We last heard from Rutherford on “Fallen Star,” a 2021 Neighbourhood single that never made it onto an album. “Tryna find the right time to tell you what you might not like to hear,” he sang about growing apart from a partner on the melancholic record. On “Joker” and “Rainbow,” Jesse® doesn’t so much as find his way back as he finds somewhere – and someone – new.

“Diamonds and spades/Jack of all trades/I’m having trouble not finding my place/Been around kings, I had a queen/Lost in the club with my heart on my sleeve,” he sings on “Joker,” a stream-of-consciousness record about identity that features a play on the “Merry Go Round” children’s rhyme. “Can’t play your game, I tried to change/Painted my face, made a new name/Are you entertained?”

Jesse® emerges on the other side of the “Joker” fiasco on “Rainbow,” a sunny song about finding joy after a storm — or new love after a painful breakup.

“I saw a halo over your head, you were my angel/I must have been dead/So I had to say goodbye to get to the gold on the other side/I saw the future after our past, I wasn’t ready for it to last,” he sings, later coming around: “I’ve had some others, there won’t ever be another like you/You give me butterflies, I might puke/You motherfucker, you’re too easy to love/My mama even likes you, too.”

“It’s corny to reference my own lyrics right now, but it’s why I do feel confident about putting out a song like ‘Rainbow,’ because seeing the rainbow through the clouds, knowing that although I feel like a pretty dark fella a lot of the times, I still can’t help myself but see that rainbow in front of me,” Rutherford told Zane Lowe. “I mean, it can’t get more plain. It’s stuff we’ve said and we’ve known forever. I’m not saying anything nobody doesn’t know.”

Rutherford and Eilish first stepped out during Halloween weekend in coordinated costumes: he dressed as an old man and her as a baby. With an age gap of nearly 11 years, criticism around their relationship was largely rooted in their initial meeting in 2017, when the pop singer was around 15 or 16.

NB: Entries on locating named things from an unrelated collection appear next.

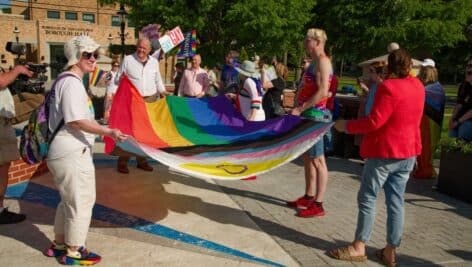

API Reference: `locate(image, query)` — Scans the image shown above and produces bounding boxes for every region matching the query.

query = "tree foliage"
[313,0,472,79]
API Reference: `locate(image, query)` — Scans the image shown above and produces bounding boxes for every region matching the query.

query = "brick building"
[0,0,175,187]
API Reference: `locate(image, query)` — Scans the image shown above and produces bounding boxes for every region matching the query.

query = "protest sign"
[177,30,197,58]
[159,26,184,53]
[141,24,161,50]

In September last year, Eilish credited Rutherford’s band with inspiring her approach to performing live. “Since the first concert I ever saw – which was The Neighbourhood, which completely changed my life – I have essentially been trying to make my show feel the way that show felt,” Eilish told Zane Lowe at the time. “It’s inspiring. The feeling that I got at the beginning of that show, in my chest, I can’t even explain it. My main goal is to have everybody have that feeling at my show.”

During her sixth annual Vanity Fair interview, just over a month later, Eilish gushed: “I managed to get my life to a point where I not only was known by a person that I thought was the hottest fucking fucker alive, but I pulled his ass. Are we kidding me? Can we just … round of applause for me? Thank you! Jesse Rutherford, everyone.”

Jesse® will follow up “Joker” and “Rainbow” next month with “Me & Universe,” followed by his third full-length solo record later this year.